Мы же под звуки транзисторов готовились стать лиценциатами. Ходили в кино на «Клео от пяти до семи», «Прошлым летом в Мариенбаде», Бергмана, Бунюэля, итальянское кино. Любили Лео Ферре, Барбару, Жана Ферра, Лени Эскудеро и Клода Нугаро. Читали журнал «Харакири». У нас не было ничего общего с теми, кто слушал йе-йе. Они знать не желали про войну и Гитлера, их кумиры были моложе нас — девчонки с двумя хвостиками и песенками для прыганья на переменках или парни, которые с рыком и воплями катались по сцене. Казалось, они никогда до нас не дорастут, рядом с ними мы казались себе стариками. Может, нам суждено и умереть при де Голле.
Но взрослыми мы не были. Половая жизнь по-прежнему протекала в подпольном и усеченном виде, с вечной угрозой залететь. Иметь секс до замужества не полагалось. Парни демонстрировали свою эротическую псевдоосведомленность сальными шуточками, но только и умели, что кончать туда, куда по мере бдительности пускали их партнерши. Оставаться девственницей было рискованно, половая жизнь оставалась малоизученным вопросом, который девчонки часами обсуждали в комнатах университетского общежития, куда ни один парень не допускался. Девочки искали информацию в книгах, читали «Отчеты Кинси», чтобы убедить себя, что имеют право на удовольствие. Они унаследовали от матерей веру в то, что секс — занятие постыдное. По-прежнему сохранялись мужская и женская лексика, девочки никогда не говорили «кончать» или «член», вообще ничего подобного, старались вообще никак не называть половые органы — разве что особым голосом, приглушенно — «влагалище», «пенис». Самые смелые решались на тайный визит в консультацию по планированию семьи — подпольную организацию, где им выписывали каучуковую мембрану, которую еще надо было уметь вставить.
Они не подозревали, что парни, сидевшие на скамьях университетских амфитеатров бок о бок с ними, на самом деле панически боялись их тела. И односложно отвечали на самые невинные вопросы девочек не от презрения, а от страха осложнений, подвоха со стороны их коварного чрева, так что, поразмыслив, предпочитали не связываться с девчонками и на ночь обходиться подручными средствами.

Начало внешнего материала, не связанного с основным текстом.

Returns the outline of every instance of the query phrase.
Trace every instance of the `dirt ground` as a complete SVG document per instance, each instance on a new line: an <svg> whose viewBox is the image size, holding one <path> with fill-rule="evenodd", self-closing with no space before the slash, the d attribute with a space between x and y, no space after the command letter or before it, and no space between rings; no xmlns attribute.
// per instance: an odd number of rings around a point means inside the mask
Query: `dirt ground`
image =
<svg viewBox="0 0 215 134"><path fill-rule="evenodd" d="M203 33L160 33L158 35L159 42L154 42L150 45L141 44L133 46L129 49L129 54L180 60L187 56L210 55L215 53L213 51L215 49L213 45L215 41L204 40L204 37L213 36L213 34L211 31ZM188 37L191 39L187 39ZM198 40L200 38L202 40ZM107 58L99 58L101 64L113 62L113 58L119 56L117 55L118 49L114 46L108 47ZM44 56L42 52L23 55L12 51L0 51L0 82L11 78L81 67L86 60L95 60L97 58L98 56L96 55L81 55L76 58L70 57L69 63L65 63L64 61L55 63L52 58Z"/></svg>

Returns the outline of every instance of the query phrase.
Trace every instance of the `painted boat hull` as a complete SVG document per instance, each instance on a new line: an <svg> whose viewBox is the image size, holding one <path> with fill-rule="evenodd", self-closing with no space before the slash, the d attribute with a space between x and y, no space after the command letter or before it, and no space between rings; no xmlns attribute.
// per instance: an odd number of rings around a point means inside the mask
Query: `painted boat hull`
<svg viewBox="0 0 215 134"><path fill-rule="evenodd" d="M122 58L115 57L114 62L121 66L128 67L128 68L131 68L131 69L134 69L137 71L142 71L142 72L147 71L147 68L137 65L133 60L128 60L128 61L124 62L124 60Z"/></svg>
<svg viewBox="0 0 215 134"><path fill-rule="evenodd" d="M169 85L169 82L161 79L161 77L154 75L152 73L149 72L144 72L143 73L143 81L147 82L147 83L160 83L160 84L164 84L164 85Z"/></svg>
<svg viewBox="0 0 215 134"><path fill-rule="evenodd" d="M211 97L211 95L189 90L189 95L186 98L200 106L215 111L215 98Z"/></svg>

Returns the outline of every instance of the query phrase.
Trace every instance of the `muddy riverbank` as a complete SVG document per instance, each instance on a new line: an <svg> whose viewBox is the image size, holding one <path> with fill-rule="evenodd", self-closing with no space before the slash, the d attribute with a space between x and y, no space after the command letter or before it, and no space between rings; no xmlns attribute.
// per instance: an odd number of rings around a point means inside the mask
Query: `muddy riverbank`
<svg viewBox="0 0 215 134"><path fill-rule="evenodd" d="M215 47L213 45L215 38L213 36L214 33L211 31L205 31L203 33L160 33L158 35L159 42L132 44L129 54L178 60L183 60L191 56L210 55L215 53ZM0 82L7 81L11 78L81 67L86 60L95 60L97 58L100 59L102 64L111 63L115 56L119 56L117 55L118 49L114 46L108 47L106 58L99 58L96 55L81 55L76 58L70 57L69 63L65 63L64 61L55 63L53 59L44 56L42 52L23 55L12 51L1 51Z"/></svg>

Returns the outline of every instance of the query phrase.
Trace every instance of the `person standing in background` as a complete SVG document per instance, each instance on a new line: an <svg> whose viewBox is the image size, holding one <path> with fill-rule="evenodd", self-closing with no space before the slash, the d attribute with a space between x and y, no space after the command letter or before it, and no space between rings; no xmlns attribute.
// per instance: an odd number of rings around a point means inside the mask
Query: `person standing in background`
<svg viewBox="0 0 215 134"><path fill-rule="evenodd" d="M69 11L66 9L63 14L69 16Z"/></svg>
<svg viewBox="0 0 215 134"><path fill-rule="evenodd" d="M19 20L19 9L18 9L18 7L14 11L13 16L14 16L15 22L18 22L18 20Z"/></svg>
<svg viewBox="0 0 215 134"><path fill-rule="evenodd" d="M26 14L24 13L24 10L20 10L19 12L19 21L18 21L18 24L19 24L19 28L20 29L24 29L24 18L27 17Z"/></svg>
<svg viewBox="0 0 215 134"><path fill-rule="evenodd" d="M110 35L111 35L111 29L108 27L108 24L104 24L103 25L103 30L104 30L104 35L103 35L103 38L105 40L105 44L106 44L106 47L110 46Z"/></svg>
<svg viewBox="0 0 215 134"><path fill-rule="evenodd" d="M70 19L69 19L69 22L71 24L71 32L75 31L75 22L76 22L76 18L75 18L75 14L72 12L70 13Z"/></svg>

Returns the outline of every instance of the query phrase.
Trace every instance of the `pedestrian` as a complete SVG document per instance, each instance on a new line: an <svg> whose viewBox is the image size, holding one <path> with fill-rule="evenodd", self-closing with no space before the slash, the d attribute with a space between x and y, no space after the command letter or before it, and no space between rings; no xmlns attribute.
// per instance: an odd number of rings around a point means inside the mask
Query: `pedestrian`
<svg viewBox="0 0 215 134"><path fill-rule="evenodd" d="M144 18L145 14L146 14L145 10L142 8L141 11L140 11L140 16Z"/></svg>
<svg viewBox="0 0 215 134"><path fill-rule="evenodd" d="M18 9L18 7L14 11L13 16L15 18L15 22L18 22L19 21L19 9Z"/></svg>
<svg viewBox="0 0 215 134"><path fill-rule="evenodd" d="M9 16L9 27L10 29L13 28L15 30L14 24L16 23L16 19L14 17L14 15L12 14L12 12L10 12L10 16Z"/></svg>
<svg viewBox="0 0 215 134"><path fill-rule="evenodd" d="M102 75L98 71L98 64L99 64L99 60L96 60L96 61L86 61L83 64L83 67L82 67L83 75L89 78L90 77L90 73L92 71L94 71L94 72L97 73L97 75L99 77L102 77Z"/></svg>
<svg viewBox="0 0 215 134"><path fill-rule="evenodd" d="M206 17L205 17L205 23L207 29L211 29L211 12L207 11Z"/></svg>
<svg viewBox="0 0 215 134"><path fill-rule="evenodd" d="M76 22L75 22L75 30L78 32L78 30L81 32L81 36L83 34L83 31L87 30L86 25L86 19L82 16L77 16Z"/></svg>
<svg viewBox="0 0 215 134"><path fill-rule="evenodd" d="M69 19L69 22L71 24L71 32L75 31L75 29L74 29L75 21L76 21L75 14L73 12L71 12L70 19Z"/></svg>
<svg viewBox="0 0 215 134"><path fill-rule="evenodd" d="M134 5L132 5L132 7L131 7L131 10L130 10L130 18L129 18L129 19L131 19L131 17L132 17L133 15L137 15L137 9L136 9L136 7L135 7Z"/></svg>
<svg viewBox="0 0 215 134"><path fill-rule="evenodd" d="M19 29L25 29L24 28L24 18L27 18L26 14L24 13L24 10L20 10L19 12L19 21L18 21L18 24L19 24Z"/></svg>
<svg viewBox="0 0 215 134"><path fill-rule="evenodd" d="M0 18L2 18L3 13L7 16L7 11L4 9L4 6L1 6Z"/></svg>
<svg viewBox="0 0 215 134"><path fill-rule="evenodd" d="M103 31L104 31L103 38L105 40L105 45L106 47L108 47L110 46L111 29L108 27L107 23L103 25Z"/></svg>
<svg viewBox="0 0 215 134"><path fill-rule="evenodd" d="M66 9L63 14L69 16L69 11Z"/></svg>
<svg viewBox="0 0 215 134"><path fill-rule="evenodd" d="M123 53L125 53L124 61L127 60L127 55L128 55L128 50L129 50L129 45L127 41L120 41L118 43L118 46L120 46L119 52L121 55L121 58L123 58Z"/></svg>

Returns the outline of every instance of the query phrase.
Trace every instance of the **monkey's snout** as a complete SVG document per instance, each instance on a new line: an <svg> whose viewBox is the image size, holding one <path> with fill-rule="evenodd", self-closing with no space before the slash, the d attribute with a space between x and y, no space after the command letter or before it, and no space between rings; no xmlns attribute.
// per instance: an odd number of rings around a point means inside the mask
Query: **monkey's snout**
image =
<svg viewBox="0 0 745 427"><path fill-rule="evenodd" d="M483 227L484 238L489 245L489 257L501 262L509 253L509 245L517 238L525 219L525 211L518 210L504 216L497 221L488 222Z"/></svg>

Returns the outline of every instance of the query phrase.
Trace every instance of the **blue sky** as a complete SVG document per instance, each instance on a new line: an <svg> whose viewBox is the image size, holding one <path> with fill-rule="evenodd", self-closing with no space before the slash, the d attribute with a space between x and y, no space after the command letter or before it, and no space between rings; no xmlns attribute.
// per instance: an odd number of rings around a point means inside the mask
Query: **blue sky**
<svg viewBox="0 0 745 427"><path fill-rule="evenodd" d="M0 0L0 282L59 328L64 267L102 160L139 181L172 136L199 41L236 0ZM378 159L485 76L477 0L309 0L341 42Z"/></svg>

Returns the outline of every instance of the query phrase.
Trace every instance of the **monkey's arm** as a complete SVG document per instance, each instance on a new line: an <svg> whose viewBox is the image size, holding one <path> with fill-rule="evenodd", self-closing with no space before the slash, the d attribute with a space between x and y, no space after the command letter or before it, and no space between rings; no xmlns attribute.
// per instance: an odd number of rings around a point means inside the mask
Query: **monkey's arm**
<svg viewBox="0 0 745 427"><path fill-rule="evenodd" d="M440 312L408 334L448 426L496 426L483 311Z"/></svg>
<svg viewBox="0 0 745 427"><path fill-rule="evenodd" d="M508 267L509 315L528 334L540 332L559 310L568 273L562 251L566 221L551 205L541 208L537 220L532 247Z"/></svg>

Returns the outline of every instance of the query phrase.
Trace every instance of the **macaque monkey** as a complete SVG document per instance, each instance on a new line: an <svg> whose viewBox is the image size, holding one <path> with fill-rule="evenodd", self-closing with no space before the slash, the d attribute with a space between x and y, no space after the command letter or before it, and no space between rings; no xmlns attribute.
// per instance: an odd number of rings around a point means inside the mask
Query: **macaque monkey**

А для той, что вовремя не спохватилась в каком-нибудь сосняке или на песке Коста Бравы, время замирало — дни шли, а трусики по-прежнему оставались белыми. Надо было «чиститься» так или иначе — как богатые, в Швейцарии, или на кухне у незнакомой женщины без медицинского образования, которая достанет из скороварки прокипяченную резиновую кишку. Чтение Симоны де Бовуар не помогало, разве что подтверждало, что иметь матку — несчастье. И потому девочки продолжали как ненормальные мерить себе температуру, высчитывать периоды риска, составлявшие три недели из четырех. Они жили в двух ритмах: первый ритм — общий — подготовка докладов, выполнение заданий, каникулы, а второй — личный, непредсказуемый, готовый в любую минуту прекратиться, смертельный — ритм их крови.
В аудиториях застегнутые на все пуговицы профессора толковали произведения писателей через их биографию, говорили «месье» Андре Мальро, «мадам» Юрсенар — из уважения к их прижизненной славе, но изучали с нами только мертвых писателей. Мы не смели упоминать Фрейда, боясь их сарказма и плохих отметок, мы едва решались на Гастона Башляра и «Человеческое время» Жоржа Пуле. Страшно независимым считался тот, кто мог заявить в начале доклада, что надо «отказаться от расхожих ярлыков», или назвать «Воспитание чувств» «первым по сути современным романом».
Друзья дарили друг другу книги и надписывали посвящения. То было время Кафки, Достоевского, Вирджинии Вулф, Лоуренса Дарелла. Мы открывали «новый роман» — Бютора, Роб-Грийе, Соллерса, Саррот — и почти любили его, но он не слишком помогал в жизни.
Мы предпочитали тексты, слова и фразы которых резюмировали человеческое существование — и наше, и уборщиц студгородка, и разносчиков — и при этом проводили черту между ними и нами, ибо мы, в отличие от них, «задавались вопросами». Мы искали слова, способные сформулировать принципы для объяснения мира и нас самих, задать моральную позицию: «отчуждение» и его спутники, «двоемыслие», «нечистая совесть», «имманентность» и «трансцендентность». Все мерилось аршином «подлинности». Если б не страх разругаться с родителями, одинаково порицавшими и разводы, и коммунизм, мы бы вступили в компартию. В кафе, посреди гама и дыма, окружение внезапно утрачивало смысл, мы чувствовали себя чуждыми окружающему миру, людьми без прошлого и без будущего, испытывали сартровскую «бесполезную страсть».